El otro aspecto relevante del documental, más didáctico, es el más complejo de plasmar, sobre todo por lo escurridizo que ha sido siempre Kiefer en sus declaraciones. En sus inicios en los años setenta generó polémica por su interés por los mitos germánicos de los que se habían apropiado los nazis y por su visión de los paisajes alemanes como patria, como heimat. Esto lo conectaba con Heidegger, cuyos textos utilizó en algunas de sus obras, aunque su principal fuente de inspiración siempre ha sido Celan, al que ha dedicado de forma directa algunas piezas y cuyos versos forman parte de otras. También, aunque menos, ha utilizado poemas de Ingeborg Bachmann.
¿Cómo puede ser que alguien que dialoga con la obra de Celan llegara a ser acusado de neonazi? Porque frente a la destrucción -en su infancia vio ciudades derruidas entre cuyos escombros se movían mujeres y niños- sus lienzos plasman el paisaje alemán y algunos críticos interpretaron la elección del tema como problemática reivindicación nacionalista. La guinda la puso su performance de reapropiación de escenarios europeos consistente una serie de fotografías en las que aparecía con el uniforme de la Wehrmacht de su padre haciendo el saludo nazi en Roma, París… Ante el escándalo, el artista jugó a la ambigüedad y reivindicó mostrar aquello que muchos querían silenciar: el ominoso pasado. Frente a esta actitud de buena parte de la sociedad alemana, él quería reabrir la herida, enfrentar a sus compatriotas con una realidad incómoda de la que no se podía pasar página sin más.
Todos los escritores y artistas alemanes de la posguerra se han visto en mayor o menor medida obligados a tener una mirada política ante el peso de la historia, porque el escapismo no era una opción. En la trayectoria de Kiefer y algunos de sus colegas fue clave la figura del artista-gurú-chamán-activista político Joseph Beuys, una suerte de hermano mayor, que convirtió sus experiencias como piloto de la Luftwaffe en la guerra en arte. Hablamos del mitificado episodio en que su stuka fue derribado en Crimea y unos tártaros nómadas lo salvaron de morir congelado envolviéndolo en fieltro y grasa animal. Kiefer participó en la famosa acción de ecologista de Beuys consistente en plantar un bosque. Esta figura tutelar aparece también como personaje en la interesantísima e incomprendida La sombra del pasado de Florian Henckel von Donnersmarck, que está inspirada de forma libre en la figura de otro gran pintor de la posguerra alemana, Gerhard Richter (al que no le hizo ninguna gracia la película).

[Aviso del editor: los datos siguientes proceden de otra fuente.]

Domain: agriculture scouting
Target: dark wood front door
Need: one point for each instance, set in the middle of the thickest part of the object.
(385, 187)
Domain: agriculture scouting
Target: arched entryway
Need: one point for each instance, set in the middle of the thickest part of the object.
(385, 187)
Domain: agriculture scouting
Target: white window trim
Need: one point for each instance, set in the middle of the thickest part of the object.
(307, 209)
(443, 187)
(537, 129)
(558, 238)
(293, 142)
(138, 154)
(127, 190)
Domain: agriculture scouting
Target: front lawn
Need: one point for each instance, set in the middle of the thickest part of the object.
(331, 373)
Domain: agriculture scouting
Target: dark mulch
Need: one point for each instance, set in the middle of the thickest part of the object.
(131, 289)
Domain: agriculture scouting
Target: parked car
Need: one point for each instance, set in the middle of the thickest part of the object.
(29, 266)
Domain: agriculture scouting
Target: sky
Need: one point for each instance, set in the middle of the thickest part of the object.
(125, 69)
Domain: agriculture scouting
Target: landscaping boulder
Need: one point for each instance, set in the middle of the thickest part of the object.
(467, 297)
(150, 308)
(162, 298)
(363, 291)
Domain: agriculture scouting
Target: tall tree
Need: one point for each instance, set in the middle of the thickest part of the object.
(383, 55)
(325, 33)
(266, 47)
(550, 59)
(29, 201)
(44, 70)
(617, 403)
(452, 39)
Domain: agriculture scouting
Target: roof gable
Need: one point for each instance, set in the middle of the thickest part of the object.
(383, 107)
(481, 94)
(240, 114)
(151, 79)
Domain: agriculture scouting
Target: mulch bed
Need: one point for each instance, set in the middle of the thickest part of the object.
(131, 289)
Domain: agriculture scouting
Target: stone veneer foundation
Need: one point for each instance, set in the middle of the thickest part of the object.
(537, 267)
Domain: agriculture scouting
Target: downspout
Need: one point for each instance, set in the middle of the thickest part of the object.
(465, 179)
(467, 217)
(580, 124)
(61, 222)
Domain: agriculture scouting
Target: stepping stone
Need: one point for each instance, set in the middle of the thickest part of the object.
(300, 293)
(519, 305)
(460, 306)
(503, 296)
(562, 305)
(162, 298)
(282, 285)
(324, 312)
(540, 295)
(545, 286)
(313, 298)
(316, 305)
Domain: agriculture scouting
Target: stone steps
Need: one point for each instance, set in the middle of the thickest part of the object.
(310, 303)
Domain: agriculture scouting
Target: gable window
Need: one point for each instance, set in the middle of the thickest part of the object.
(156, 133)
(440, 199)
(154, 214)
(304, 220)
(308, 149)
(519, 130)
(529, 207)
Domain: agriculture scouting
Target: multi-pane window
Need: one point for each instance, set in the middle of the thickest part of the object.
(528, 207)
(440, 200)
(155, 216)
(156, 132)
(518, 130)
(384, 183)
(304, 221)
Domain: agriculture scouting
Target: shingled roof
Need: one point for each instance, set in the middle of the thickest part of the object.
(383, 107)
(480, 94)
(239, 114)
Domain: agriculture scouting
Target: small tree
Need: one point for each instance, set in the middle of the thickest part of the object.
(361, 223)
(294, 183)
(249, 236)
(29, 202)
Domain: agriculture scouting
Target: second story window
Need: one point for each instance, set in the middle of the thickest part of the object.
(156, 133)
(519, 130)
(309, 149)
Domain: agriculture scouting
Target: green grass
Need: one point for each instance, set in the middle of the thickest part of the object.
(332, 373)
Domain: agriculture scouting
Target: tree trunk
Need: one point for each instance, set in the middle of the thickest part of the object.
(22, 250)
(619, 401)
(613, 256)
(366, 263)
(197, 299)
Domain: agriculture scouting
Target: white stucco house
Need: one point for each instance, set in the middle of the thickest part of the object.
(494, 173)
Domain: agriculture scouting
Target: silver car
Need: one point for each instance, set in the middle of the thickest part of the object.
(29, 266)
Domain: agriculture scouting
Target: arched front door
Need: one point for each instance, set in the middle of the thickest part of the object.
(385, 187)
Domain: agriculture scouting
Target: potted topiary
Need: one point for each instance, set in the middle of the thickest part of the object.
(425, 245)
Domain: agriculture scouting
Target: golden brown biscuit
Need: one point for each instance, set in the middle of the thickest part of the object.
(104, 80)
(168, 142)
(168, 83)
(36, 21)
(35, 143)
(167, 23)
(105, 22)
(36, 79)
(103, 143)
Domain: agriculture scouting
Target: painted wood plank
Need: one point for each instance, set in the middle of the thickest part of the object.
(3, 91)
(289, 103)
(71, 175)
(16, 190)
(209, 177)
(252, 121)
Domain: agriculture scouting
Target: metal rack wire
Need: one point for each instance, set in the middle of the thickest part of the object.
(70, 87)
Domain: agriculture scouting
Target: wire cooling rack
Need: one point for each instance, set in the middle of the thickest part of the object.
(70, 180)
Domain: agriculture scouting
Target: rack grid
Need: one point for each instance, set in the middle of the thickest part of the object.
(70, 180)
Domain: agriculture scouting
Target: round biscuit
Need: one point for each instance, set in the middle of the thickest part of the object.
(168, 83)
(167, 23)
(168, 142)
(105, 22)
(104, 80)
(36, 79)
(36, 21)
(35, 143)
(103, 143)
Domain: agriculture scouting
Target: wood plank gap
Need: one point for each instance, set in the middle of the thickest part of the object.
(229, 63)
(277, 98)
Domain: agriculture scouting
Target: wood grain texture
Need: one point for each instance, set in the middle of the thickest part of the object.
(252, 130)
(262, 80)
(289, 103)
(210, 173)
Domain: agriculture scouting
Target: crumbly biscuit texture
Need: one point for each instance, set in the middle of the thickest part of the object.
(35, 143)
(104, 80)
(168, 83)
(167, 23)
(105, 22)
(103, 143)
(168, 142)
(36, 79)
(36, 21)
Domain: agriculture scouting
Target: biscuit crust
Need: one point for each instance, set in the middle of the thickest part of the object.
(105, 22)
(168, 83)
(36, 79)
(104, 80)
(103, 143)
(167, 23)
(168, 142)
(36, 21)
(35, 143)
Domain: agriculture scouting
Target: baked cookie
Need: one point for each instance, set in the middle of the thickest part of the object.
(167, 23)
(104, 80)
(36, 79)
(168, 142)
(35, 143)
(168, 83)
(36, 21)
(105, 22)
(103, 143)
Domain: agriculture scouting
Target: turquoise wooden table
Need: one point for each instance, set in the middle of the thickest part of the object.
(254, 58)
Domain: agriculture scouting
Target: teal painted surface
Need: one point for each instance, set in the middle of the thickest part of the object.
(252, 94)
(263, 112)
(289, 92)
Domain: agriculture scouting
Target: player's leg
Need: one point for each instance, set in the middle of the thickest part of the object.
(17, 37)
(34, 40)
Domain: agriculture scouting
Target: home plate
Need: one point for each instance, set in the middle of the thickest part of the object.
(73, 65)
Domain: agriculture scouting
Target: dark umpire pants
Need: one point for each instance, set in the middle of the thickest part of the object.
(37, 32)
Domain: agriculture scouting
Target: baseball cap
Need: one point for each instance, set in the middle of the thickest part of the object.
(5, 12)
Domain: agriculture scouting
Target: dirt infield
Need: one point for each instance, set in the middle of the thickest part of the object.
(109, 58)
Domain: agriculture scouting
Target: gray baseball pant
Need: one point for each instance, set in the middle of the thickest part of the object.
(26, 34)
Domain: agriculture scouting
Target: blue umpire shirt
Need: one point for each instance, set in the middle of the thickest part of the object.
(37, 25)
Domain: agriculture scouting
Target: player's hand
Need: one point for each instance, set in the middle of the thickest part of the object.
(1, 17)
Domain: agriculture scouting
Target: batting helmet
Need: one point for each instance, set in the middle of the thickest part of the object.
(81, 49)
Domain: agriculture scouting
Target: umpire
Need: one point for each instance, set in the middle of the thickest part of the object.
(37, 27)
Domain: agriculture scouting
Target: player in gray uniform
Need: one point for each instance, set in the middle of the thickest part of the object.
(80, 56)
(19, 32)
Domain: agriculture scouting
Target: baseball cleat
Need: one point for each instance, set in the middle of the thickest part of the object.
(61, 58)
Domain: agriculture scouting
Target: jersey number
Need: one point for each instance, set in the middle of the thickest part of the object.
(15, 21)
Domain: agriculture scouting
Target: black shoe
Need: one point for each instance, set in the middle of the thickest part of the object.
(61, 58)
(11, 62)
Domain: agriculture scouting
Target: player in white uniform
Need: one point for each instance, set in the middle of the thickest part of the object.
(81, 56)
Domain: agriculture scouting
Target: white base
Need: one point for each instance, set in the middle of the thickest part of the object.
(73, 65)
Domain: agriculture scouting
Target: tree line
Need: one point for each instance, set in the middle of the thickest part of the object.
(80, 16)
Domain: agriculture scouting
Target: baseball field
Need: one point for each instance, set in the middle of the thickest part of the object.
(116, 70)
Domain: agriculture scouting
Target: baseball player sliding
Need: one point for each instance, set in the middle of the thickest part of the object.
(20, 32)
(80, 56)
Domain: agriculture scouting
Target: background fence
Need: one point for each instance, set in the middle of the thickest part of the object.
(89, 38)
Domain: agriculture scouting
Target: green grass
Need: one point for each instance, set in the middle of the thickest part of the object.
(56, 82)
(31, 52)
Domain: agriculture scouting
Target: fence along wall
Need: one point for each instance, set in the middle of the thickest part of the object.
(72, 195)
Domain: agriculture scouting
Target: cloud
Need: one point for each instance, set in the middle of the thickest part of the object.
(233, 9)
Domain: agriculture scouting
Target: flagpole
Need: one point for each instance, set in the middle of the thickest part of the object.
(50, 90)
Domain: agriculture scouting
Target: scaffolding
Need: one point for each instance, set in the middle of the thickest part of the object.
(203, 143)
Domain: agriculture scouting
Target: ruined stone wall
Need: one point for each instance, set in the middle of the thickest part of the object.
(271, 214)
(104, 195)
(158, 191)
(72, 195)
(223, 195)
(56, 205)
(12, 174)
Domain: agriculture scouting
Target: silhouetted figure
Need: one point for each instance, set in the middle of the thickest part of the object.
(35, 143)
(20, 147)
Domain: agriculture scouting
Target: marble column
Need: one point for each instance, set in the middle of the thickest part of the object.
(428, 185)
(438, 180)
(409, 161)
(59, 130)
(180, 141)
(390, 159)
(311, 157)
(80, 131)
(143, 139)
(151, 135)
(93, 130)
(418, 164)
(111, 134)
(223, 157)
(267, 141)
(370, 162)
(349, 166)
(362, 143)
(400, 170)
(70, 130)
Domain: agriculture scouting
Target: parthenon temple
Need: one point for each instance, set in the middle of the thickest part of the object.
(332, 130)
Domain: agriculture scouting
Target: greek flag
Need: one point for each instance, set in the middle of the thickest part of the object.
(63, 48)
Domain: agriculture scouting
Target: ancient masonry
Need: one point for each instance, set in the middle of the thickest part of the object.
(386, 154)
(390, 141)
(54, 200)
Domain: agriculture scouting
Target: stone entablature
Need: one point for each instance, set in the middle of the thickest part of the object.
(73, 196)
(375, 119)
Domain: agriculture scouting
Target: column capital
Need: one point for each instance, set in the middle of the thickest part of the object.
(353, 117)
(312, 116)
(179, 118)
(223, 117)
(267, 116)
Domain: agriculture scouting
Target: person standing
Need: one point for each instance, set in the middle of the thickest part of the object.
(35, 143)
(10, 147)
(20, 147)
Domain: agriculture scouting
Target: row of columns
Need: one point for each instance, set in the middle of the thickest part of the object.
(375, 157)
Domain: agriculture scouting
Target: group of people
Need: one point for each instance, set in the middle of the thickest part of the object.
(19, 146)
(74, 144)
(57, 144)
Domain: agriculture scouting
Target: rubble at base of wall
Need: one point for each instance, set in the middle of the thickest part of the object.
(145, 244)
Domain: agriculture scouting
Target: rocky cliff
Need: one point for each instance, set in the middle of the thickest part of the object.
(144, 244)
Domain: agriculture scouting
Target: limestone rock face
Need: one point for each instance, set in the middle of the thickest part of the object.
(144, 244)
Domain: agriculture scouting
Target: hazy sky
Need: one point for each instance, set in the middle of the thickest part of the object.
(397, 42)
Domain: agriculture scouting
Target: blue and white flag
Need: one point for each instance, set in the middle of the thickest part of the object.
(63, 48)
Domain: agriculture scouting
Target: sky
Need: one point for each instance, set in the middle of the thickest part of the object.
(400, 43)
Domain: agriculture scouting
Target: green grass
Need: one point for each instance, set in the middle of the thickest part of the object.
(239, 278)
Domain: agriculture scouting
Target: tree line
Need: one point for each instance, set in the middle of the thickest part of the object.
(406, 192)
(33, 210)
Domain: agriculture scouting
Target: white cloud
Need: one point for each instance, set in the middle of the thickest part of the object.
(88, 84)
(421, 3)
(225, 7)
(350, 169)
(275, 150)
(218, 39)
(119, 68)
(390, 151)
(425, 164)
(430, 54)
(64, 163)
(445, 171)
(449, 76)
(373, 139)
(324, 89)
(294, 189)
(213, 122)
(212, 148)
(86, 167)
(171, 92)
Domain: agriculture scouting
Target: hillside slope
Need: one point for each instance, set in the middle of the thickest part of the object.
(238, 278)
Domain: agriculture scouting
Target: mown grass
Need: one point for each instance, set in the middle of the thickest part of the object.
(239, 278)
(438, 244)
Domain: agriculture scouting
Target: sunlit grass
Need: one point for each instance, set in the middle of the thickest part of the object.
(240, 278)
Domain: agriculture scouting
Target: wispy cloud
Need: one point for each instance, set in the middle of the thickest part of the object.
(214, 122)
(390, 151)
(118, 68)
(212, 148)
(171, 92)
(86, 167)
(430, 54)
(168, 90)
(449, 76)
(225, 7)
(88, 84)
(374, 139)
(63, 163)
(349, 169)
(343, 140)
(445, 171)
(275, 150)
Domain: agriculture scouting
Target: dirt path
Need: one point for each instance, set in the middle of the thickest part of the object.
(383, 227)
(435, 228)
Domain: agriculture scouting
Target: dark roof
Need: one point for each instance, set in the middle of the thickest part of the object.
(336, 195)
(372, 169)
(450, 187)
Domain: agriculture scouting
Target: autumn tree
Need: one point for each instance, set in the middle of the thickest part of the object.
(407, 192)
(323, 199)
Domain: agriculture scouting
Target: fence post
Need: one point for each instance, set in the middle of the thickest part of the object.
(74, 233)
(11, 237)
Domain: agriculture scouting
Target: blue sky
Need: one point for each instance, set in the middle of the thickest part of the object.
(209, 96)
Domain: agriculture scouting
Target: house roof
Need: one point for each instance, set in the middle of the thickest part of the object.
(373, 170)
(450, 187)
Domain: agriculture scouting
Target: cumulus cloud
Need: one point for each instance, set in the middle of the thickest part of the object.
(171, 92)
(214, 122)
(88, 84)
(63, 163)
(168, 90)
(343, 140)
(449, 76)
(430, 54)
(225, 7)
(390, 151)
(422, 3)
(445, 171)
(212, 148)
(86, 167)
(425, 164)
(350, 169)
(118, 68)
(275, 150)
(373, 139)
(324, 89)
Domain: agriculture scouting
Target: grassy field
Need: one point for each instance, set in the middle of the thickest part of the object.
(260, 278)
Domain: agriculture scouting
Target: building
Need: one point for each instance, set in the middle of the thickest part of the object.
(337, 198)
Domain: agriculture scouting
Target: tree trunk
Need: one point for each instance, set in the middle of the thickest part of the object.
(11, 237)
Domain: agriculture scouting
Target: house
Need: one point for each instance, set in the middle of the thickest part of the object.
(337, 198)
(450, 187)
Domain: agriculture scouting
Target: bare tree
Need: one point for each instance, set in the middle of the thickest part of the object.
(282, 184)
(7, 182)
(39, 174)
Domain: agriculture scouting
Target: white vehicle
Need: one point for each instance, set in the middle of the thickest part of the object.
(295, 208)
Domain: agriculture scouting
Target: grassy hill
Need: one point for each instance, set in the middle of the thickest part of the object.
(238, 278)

No es el de Wenders el primer documental dedicado a la figura de Kiefer. En 2011 Sophie Fiennes -hermana de Ralph- filmó el museo de la Ribaute en el interesante Over Your Cities Grases Will Grow. Aunque mucho menos conocida que el director alemán, me permito llamarles la atención sobre su obra. Fiennes es autora de un par de cintas delirantes y geniales rodadas a mayor gloria del verborreico Slavoj Žižek: Guía ideológica para pervertidos y, mi favorito, Manual de cine para pervertidos. Es también la autora de Cuatro cuartetos, elegante filmación del recitado de su hermano Ralph del poema de Eliot sobre un escenario londinense (se puede ver en Filmin).
En cuanto a Wenders, hay que recordar que desde sus inicios ha combinado el cine de ficción con el documental y tiene en su haber el díptico japonés que forman Tokyo-Ga, su precioso homenaje a Ozu, y Notebook on Cities and Clothes, sobre el modisto Yohji Yamamoto; Relámpago sobre agua, retrato de los últimos días de Nicholas Ray; el exitosísimo Buena Vista Social Club; Pina; La sal de la tierra sobre el fotógrafo Sebastiăo Salgado, y El papa Francisco:Un hombre de palabra. Anselm se estrena unos meses después de Perfect Days, el regreso a la plena forma del cineasta en el ámbito de la la ficción. Sin duda este ha sido un gran año Wenders.